The JM Spring Art Show held its formal opening and reception on Monday, May 6, but began welcoming guests a few days earlier — on Saturday morning at Peppercorn in downtown Siler City. The show continued through May 9.

Rahma Mateen-Mason, the art teacher at Jordan-Matthews, said this year’s show was inspired by the chicken festival. Students produced chickens in all forms — from the egg to the adult to cartoon characters — though artists also were invited to enter any work they wanted to show.

The annual art show helps students use entrepreneurial skills developed in class — one of them was designing and making T-shirts — so those who want to pursue art as a career can make a living after graduation. But its core is helping students take lessons they learn from the classroom into the world at large.

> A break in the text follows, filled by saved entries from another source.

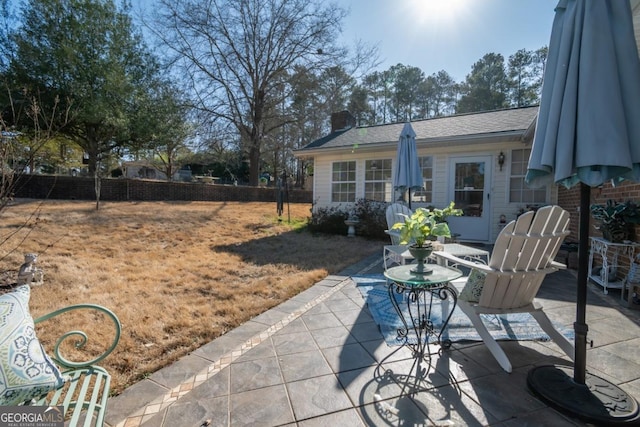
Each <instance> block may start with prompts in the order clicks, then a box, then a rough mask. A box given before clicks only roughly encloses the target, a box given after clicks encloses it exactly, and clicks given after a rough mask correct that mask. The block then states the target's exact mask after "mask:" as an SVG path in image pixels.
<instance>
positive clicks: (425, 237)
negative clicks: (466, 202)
mask: <svg viewBox="0 0 640 427" xmlns="http://www.w3.org/2000/svg"><path fill="white" fill-rule="evenodd" d="M460 215H462V210H461V209H456V208H455V204H454V202H451V203H450V204H449V206H447V207H446V208H444V209H427V208H418V209H416V210H415V212H413V214H411V215H404V214H403V216H404V218H405V220H404V222H398V223H396V224H394V225H393V227H391V229H392V230H398V231H399V232H400V243H401V244H403V245H408V249H409V253H411V255H412V256H413V257H414V258H415V259H416V261H418V265H417V267H416V268H414V269H413V270H411V272H412V273H416V274H429V273H430V270H428V269H426V268H425V266H424V264H425V260H426V259H427V258H428V257H429V256H430V255H431V252H433V242H434V241H435V240H436V239H437V238H438V237H451V230H450V229H449V224H447V221H446V219H447V217H449V216H460Z"/></svg>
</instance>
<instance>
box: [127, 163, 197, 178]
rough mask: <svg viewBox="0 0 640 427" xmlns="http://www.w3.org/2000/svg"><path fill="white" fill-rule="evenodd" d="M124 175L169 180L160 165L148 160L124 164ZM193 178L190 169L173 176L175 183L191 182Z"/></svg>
mask: <svg viewBox="0 0 640 427" xmlns="http://www.w3.org/2000/svg"><path fill="white" fill-rule="evenodd" d="M122 174H123V176H124V177H125V178H140V179H155V180H159V181H166V180H167V174H166V173H165V172H164V171H163V170H161V168H160V166H159V165H157V164H154V163H153V162H150V161H146V160H138V161H131V162H123V163H122ZM191 178H192V177H191V170H190V169H180V170H178V171H176V172H175V173H174V174H173V181H186V182H191Z"/></svg>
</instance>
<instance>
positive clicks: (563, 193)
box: [558, 181, 640, 276]
mask: <svg viewBox="0 0 640 427" xmlns="http://www.w3.org/2000/svg"><path fill="white" fill-rule="evenodd" d="M610 199H611V200H615V201H617V202H624V201H627V200H631V201H634V202H636V203H640V184H636V183H633V182H631V181H623V182H622V183H620V184H617V185H616V186H615V187H614V186H612V185H611V184H610V183H607V184H605V185H603V186H601V187H592V188H591V200H590V202H589V205H592V204H605V203H606V202H607V200H610ZM558 205H559V206H560V207H562V208H563V209H565V210H567V211H568V212H569V214H570V216H571V221H570V223H569V228H570V230H571V235H569V236H568V237H567V239H566V240H565V242H567V243H578V225H579V221H580V212H579V211H578V207H579V206H580V186H579V185H576V186H574V187H572V188H570V189H567V188H565V187H563V186H559V188H558ZM588 215H589V236H591V237H602V233H601V232H600V231H599V230H597V229H596V228H595V226H596V225H597V222H596V221H595V220H594V219H593V218H592V217H591V213H590V212H588ZM635 235H636V241H639V239H640V226H636V230H635ZM564 256H566V260H565V259H562V260H561V261H562V262H565V261H566V264H567V265H568V267H569V268H574V269H575V268H577V263H578V259H577V252H573V253H566V254H564ZM586 262H588V260H587V261H586ZM598 263H599V261H598V260H596V261H595V262H594V265H596V264H598ZM619 267H620V272H619V273H618V275H619V276H622V275H625V274H626V273H627V272H628V271H629V261H628V259H626V257H620V258H619Z"/></svg>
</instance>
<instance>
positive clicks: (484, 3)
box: [337, 0, 558, 82]
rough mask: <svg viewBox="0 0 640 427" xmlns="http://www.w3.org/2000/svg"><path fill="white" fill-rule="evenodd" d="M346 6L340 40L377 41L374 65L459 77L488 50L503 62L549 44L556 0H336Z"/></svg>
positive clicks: (347, 43) (488, 51) (462, 76)
mask: <svg viewBox="0 0 640 427" xmlns="http://www.w3.org/2000/svg"><path fill="white" fill-rule="evenodd" d="M337 1H338V3H339V5H340V6H341V7H343V8H345V9H348V10H350V14H349V16H348V17H347V18H346V19H345V20H344V23H343V24H344V25H343V34H342V36H341V39H340V40H341V42H342V43H343V44H346V45H348V46H353V45H354V41H355V40H357V39H360V40H362V41H363V42H365V43H367V44H369V45H376V44H377V45H378V49H379V53H380V59H381V60H382V61H383V62H382V64H381V65H380V66H378V67H377V70H379V71H382V70H386V69H388V68H389V67H391V66H392V65H396V64H399V63H400V64H403V65H407V66H414V67H418V68H420V69H421V70H422V71H423V72H424V73H425V75H426V76H429V75H431V74H434V73H437V72H438V71H440V70H445V71H446V72H448V73H449V74H450V75H451V76H452V77H453V79H454V80H455V81H457V82H460V81H463V80H464V79H465V78H466V76H467V74H469V73H470V71H471V67H472V66H473V64H474V63H475V62H477V61H478V60H480V59H481V58H482V57H483V56H484V55H485V54H487V53H500V54H502V56H504V59H505V63H506V61H507V60H508V58H509V56H510V55H512V54H514V53H516V52H517V51H518V50H520V49H527V50H536V49H539V48H541V47H543V46H548V45H549V38H550V36H551V26H552V24H553V18H554V16H555V12H554V8H555V6H556V5H557V4H558V0H337Z"/></svg>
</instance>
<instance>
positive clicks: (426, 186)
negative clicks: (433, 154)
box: [411, 156, 433, 203]
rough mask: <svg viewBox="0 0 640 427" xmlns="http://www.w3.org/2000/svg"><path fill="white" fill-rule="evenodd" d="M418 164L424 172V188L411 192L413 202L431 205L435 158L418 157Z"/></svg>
mask: <svg viewBox="0 0 640 427" xmlns="http://www.w3.org/2000/svg"><path fill="white" fill-rule="evenodd" d="M418 163H419V164H420V170H421V171H422V188H421V189H420V190H413V191H411V201H412V202H419V203H431V202H432V200H433V157H432V156H423V157H418Z"/></svg>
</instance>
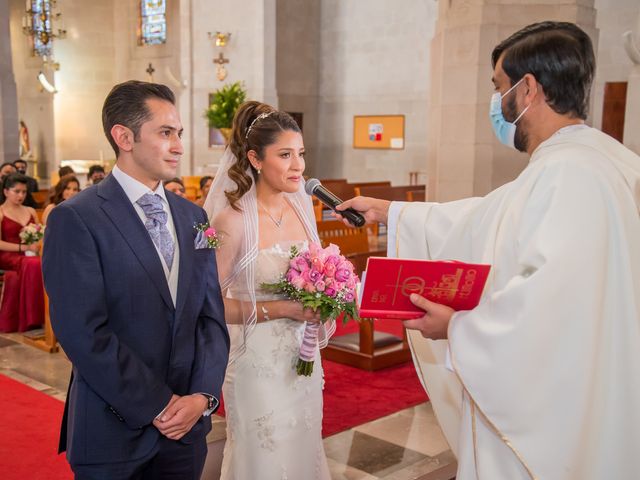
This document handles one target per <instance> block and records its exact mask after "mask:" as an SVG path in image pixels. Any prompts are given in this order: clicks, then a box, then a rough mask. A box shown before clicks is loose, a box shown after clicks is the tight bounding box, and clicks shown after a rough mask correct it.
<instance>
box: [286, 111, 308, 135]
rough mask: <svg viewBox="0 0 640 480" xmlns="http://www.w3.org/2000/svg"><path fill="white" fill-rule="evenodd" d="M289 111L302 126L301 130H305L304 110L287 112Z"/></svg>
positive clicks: (293, 116) (299, 126)
mask: <svg viewBox="0 0 640 480" xmlns="http://www.w3.org/2000/svg"><path fill="white" fill-rule="evenodd" d="M287 113H288V114H289V115H291V118H293V119H294V120H295V121H296V123H297V124H298V126H299V127H300V130H301V131H302V132H304V127H303V123H304V121H303V119H304V115H303V114H302V112H287Z"/></svg>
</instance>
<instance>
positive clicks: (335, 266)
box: [324, 262, 336, 278]
mask: <svg viewBox="0 0 640 480" xmlns="http://www.w3.org/2000/svg"><path fill="white" fill-rule="evenodd" d="M324 274H325V275H326V276H327V277H330V278H332V277H333V276H335V274H336V266H335V265H334V264H333V263H330V262H327V263H325V264H324Z"/></svg>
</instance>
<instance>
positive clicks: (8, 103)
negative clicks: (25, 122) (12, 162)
mask: <svg viewBox="0 0 640 480" xmlns="http://www.w3.org/2000/svg"><path fill="white" fill-rule="evenodd" d="M18 144H19V140H18V97H17V94H16V81H15V77H14V75H13V63H12V61H11V35H10V30H9V0H0V161H1V162H13V161H14V160H15V159H17V158H18Z"/></svg>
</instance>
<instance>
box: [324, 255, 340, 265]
mask: <svg viewBox="0 0 640 480" xmlns="http://www.w3.org/2000/svg"><path fill="white" fill-rule="evenodd" d="M327 263H331V264H332V265H334V266H336V267H337V266H338V265H339V264H340V256H339V255H329V256H328V257H327V260H326V262H325V264H327Z"/></svg>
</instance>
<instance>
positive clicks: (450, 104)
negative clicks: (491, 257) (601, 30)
mask: <svg viewBox="0 0 640 480" xmlns="http://www.w3.org/2000/svg"><path fill="white" fill-rule="evenodd" d="M593 4H594V0H562V1H560V2H558V1H555V0H539V1H538V2H535V3H534V2H526V3H524V2H522V1H518V0H448V1H441V2H440V3H439V12H438V22H437V26H436V34H435V36H434V38H433V40H432V43H431V52H432V57H431V72H432V73H431V75H432V79H431V80H432V82H431V92H430V111H429V129H430V132H432V134H431V135H430V137H431V138H433V141H432V142H430V145H429V147H428V152H427V171H428V174H429V184H428V189H429V199H430V200H437V201H449V200H455V199H459V198H463V197H468V196H476V195H484V194H486V193H488V192H489V191H491V190H493V189H494V188H496V187H498V186H500V185H502V184H503V183H505V182H507V181H510V180H511V179H513V178H515V177H516V176H517V175H518V173H519V172H520V171H521V170H522V169H523V168H524V166H525V165H526V162H527V156H526V155H524V154H521V153H517V152H515V151H513V150H510V149H508V148H507V147H504V146H502V145H500V144H499V143H498V141H497V140H495V138H494V136H493V133H492V130H491V125H490V123H489V101H490V99H491V95H492V93H493V86H492V83H491V76H492V73H493V69H492V67H491V52H492V50H493V48H494V47H495V45H496V44H497V43H498V42H500V41H502V40H503V39H505V38H507V37H508V36H509V35H510V34H512V33H514V32H515V31H517V30H518V29H520V28H522V27H524V26H525V25H528V24H531V23H534V22H540V21H543V20H549V19H552V20H559V21H569V22H575V23H577V24H578V25H580V26H581V27H582V28H583V29H585V31H587V33H589V34H590V35H591V37H592V39H593V40H594V44H595V45H597V34H596V29H595V16H596V12H595V9H594V8H593Z"/></svg>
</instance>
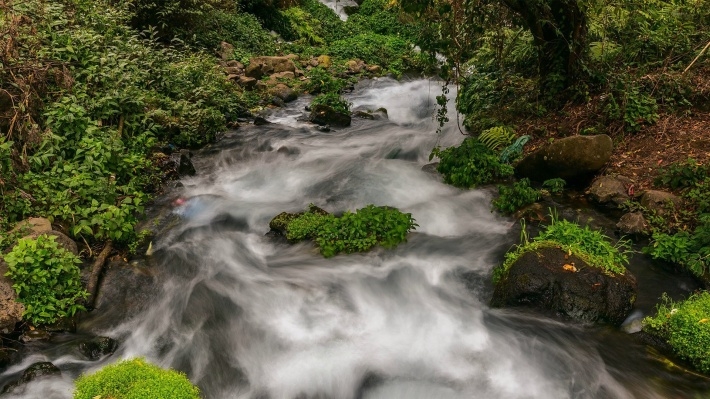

“I want my students to not only be able to think critically, but creatively,” said Mateen-Mason just before the show opened.

“Employers look for people who can come up with new ideas and also implement those ideas.”

This is the first year the annual art show has been held at Peppercorn, a coffee shop and event space across from the NC Arts Incubator in Siler City. When she was gathering work for the exhibition, Mateen-Mason wasn’t quite sure if she’d have enough to fill the large room behind the coffee shop.

As is turns out, that was not a problem — and neither was the diversity of media. “When I finished hanging the last piece, I looked around and thought how proud I was of the students to see all of the different techniques,” she explained. “We had art made out of old magazines from the ‘40s to ‘70s, oil paintings, acrylic painting, ceramics, collage and even decorated furniture. I was impressed.”

With so many people downtown for the chicken festival and others coming through Peppercorn the following week, a lot of people will see the work by students ranging from novice artists in Art 1 to accomplished veterans preparing to graduate. Mateen-Mason hopes some of the visitors will leave the show inspired by their experience.

“I want them to go home and just pick up a piece of paper and doodle,” she said. “There are even some people out there who are talented artists and had to choose a different path in life. I want them to never lose that creative side they once loved.”